There’s Jameson at home. I drink it as you would have, like warm milk before bed.
We always say there are certain things we can’t hear until we’re ready. This morning, as I was listening to a song I have heard more times than I can count, a song that makes me feel like I’ve been to church, I noticed that I have been hearing the wrong words to this one line every single time. I heard it clearly all of a sudden, as I turned my face up to the sun:
“I’m trying to find the meaning, letting loss reveal it.”
And even that small moment of knowing shows me it’s true. The golden retriever at the next table seems to know what I need, laying his plastic-coned head on my knees. It seems that in your leaving you have pulled a kind of curtain from my eyes.
And I remember-
One day when you were staying with us for the summer I asked you to tell me some stories. I secretly put my phone on to record.
You told me about the time you made a blind landing. You told me how the point of the exercise was to take off blind, to learn how to get out of a situation when you may not have a clear view. But the flight instructor had left the hood down the entire flight, and you had not said anything. You had used the instruments and the little sliver of earth you could see, the memory of trees that all looked the same, to navigate yourself to the landing strip, and when on the approach the instructor still hadn’t lifted the hood, you assumed it was part of the training and still said nothing. Your landing was bumpy, unlike your usual work, and the instructor wasted no time in saying so. When you told him what you’d just done, he laughed and laughed and brought you back to base to parade you around to the others. What a feat of idiocy and brilliance.
That was like you. You never liked to cause trouble. But you always loved a bit of mischief.
You took off, flew, and landed that plane without ever seeing where you were going. I know this is what you were like. Life had pulled the hood down on you over and over again. But you always just assumed it was part of the training. Flying blind was your specialty. Nothing was ever a problem. Everything was merely a challenge.
That day, too, you told me about Adeline.
“Carstairs and coke she liked. Carstairs was a whiskey. But the three-piece band played the nicest music and we just danced so well together. So that was the beginning of a happy time. She was a sweetie. Oh I loved her, from the very minute I saw her. I walked her up to the bus stop and by that time I was gaga. So before we were married I used to walk from Floral Park to New Hyde Park, probably 4 miles. And we’d hang out on the stoop or in the back of the house, take a walk or whatever. Did a lot of smoochin’. And then it’d be time for me to go home and she’d say “You better hurry up or you’re gonna miss the bus.” Okay, just a couple more minutes. Well there goes the bus. So she’d say “You better go, I have to go in.” So I’d walk a block, run a block, walk a block, run a block … a mile and a quarter…. Still remember those days.”
You got choked up then.
“We loved each other. Yup. So. That’s some more stuff you can put in your memory bank.”

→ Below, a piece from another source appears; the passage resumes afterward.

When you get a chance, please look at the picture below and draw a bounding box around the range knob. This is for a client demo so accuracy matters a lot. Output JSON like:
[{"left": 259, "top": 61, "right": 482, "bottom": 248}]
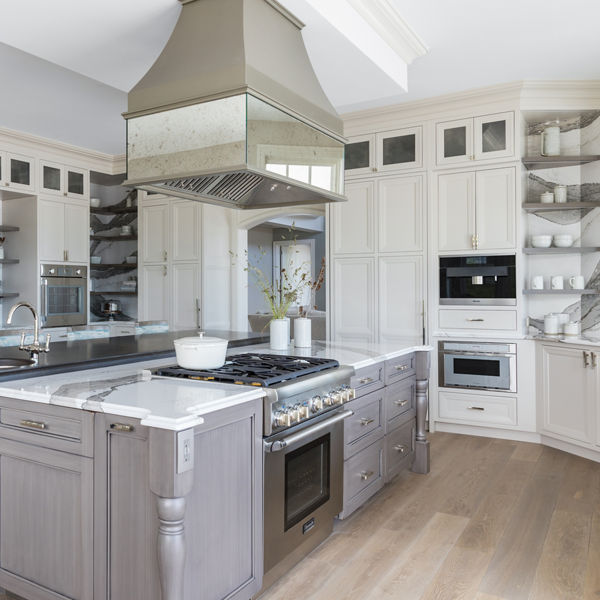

I know Adeline has missed you, and you have missed her. I hope you feel at home now like you did in the little apartment on Cherry Lane.
It feels like the hood has been pulled down over me. I am not like you, not skilled in the art of aviation. But you would tell me that it’s simple- the only thing to do is keep going. And then, you would forget you had said it and you would tell me again. And you would mean it just the same every time.
You told the woman at the VA that they owed you nothing. That in fact, you owed them, because they had given you the one only thing you had ever wanted. You told her,
All I ever wanted to do was fly.
You spent your whole life reaching upwards.
So the hood is down. But I will turn my face up to the sun, knowing that though I cannot see it, it is there anyway. Like you, Tom. Like you.